Leticia Panesar was arrested on Monday as she crossed back into the United States. She has pleaded not guilty. When a judge on Tuesday asked if she understood the charge against her she said, “Yes, sir, but…” and then kind of shrugged, an unspoken gesture that indicated her loyalty to her husband had won out. A public defender admonished her to not say anything else in court.

She was brought back to court Thursday for a hearing to determine if she should be released on bond, but it was continued to Friday because she said she felt ill.


Meanwhile, the case involving her husband was continuing against others. Gurdev Singh, of Bakersfield, accused of helping recruit victims, pleaded guilty last week to conspiracy to commit wire fraud.

Rafael “Rafa” Hastie, accused of being Panesar’s right-hand man, has pleaded not guilty.

And earlier this month, a former U.S. Homeland Security Investigations supervisor, Johnny Martin, 59, was charged with lying to the FBI about improper transmission of sensitive law enforcement information.
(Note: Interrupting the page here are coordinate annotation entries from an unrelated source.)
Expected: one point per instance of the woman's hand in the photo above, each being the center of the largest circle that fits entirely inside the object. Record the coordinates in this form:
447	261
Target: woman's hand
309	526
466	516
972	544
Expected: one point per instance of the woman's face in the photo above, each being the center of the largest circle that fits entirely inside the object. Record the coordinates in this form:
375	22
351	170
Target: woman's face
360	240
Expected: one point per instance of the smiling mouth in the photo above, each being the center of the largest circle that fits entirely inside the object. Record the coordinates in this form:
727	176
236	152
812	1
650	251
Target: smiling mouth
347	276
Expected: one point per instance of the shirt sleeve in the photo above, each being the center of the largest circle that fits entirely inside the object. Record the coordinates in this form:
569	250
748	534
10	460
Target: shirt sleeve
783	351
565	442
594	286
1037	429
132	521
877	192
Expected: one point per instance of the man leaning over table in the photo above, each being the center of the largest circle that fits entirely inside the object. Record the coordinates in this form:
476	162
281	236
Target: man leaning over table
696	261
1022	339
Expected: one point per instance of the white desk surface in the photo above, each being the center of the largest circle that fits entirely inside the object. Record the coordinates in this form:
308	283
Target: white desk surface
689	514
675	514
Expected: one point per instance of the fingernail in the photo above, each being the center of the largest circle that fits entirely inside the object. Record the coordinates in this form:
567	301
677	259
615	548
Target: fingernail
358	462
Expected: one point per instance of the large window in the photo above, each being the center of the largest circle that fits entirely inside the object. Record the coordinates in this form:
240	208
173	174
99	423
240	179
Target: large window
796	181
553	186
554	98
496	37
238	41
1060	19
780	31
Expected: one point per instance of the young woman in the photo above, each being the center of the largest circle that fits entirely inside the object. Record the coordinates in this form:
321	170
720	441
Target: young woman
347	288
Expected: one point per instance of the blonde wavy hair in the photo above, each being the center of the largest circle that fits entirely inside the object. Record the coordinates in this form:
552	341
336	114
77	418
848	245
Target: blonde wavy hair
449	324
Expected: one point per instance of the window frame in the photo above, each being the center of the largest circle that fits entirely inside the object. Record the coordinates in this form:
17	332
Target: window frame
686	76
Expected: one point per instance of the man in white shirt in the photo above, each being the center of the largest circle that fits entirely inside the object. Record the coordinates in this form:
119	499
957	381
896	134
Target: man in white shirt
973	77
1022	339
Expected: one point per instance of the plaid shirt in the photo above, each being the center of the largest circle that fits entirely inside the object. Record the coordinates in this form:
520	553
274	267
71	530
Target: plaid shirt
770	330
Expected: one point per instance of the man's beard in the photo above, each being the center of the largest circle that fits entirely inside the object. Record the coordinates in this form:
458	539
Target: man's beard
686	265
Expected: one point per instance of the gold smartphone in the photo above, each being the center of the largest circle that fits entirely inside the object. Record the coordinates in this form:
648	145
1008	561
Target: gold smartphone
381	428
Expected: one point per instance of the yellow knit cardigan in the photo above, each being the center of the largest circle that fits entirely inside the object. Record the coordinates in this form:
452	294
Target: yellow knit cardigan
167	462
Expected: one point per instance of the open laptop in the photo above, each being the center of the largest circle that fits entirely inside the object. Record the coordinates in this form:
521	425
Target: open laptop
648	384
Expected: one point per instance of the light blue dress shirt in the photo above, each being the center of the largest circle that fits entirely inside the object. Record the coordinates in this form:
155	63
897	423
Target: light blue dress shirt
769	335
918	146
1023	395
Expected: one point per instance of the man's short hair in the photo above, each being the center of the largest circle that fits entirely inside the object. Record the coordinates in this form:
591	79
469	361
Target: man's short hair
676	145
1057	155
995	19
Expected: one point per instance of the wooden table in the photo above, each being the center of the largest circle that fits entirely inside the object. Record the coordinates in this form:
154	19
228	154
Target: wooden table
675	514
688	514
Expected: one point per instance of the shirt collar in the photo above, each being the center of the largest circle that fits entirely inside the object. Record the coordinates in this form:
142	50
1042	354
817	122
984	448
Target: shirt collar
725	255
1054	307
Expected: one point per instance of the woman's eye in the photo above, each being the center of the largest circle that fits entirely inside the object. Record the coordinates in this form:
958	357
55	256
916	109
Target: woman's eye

Authorities said he ran searches on immigrants in a confidential law enforcement database and shared the biographical information with someone tied to Panesar’s scheme.

Panesar and Hastie then used the confidential personal information as a way to convince victims that the men were bona fide federal agents, prosecutors said. Martin, a Chula Vista resident who retired from Homeland Security Investigations in 2016, has pleaded not guilty.

Davis writes for the San Diego Union-Tribune.